Updated March 13, 2014.
The thought of public speaking may trigger your jittery nerves and cause your anxiety level to soar. Fear not. If you’re interested in overcoming social anxiety, Researchers at Stanford University have advice for you: Meditate.
Psychology researcher, Philippe Goldin led a study on participants with Social Anxiety Disorder (SAD). He wanted to see if Mindfulness Meditation could help them in overcoming social anxiety. The Stanford Report tells us that after two months of training, the participants were less anxious. Results were published in the Journal of Cognitive Psychotherapy.
Meditation Helps in Overcoming Social Anxiety
From Stanford University:
Before and after meditating, participants went into an MRI scanner that observed their brain activity.

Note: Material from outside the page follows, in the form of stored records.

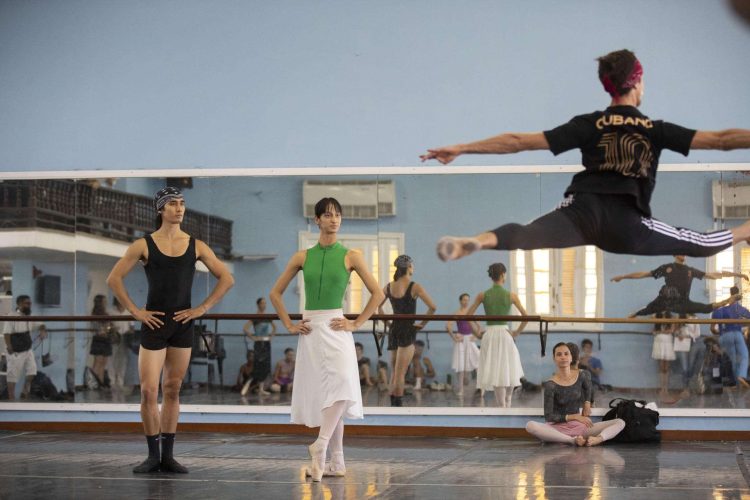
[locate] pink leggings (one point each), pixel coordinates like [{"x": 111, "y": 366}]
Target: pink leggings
[{"x": 567, "y": 432}]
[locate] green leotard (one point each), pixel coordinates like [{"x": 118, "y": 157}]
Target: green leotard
[
  {"x": 497, "y": 302},
  {"x": 326, "y": 277}
]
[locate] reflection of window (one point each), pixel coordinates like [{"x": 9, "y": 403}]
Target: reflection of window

They were told to decide if various positive and negative adjectives presented on a screen appropriately described them.
After meditation, participants were more likely to pick positive words like “admired” and “loved” and less likely to choose negative adjectives like “coward” and “afraid.” Mindfulness meditation helped reduce people’s habit of grasping at negative attributes, Goldin said. “Often, people who have either depression or anxiety have a poor or negative self-view,” he said.
The meditation also appeared to calm the brain circuitry associated with self-describing adjectives such as “weak” and “insecure” or “strong” and “able.” The finding suggests that mindfulness meditation might make it easier for people to shift between ways of viewing themselves, Goldin said.
The mindfulness meditation also caused an increase in brain activity in areas that involve visual attention. People with social anxiety often try to avoid things by diverting their gaze from people and things that might be threatening. But this increase in visual attention “means that instead of running away they were staying with the stimulus.”
Social anxiety affects up to 12 out of every 100 Americans and can lead to other psychological problems later in life. A support group for those with SAD, Social Phobics Anonymous, also recommends meditation as a means to reducing or overcoming social anxiety symptoms. They say that by using meditation to focus on the present, one is unable to worry about the past or future and the anxiety that creates.
What do you think about the potential of meditation in overcoming social anxiety?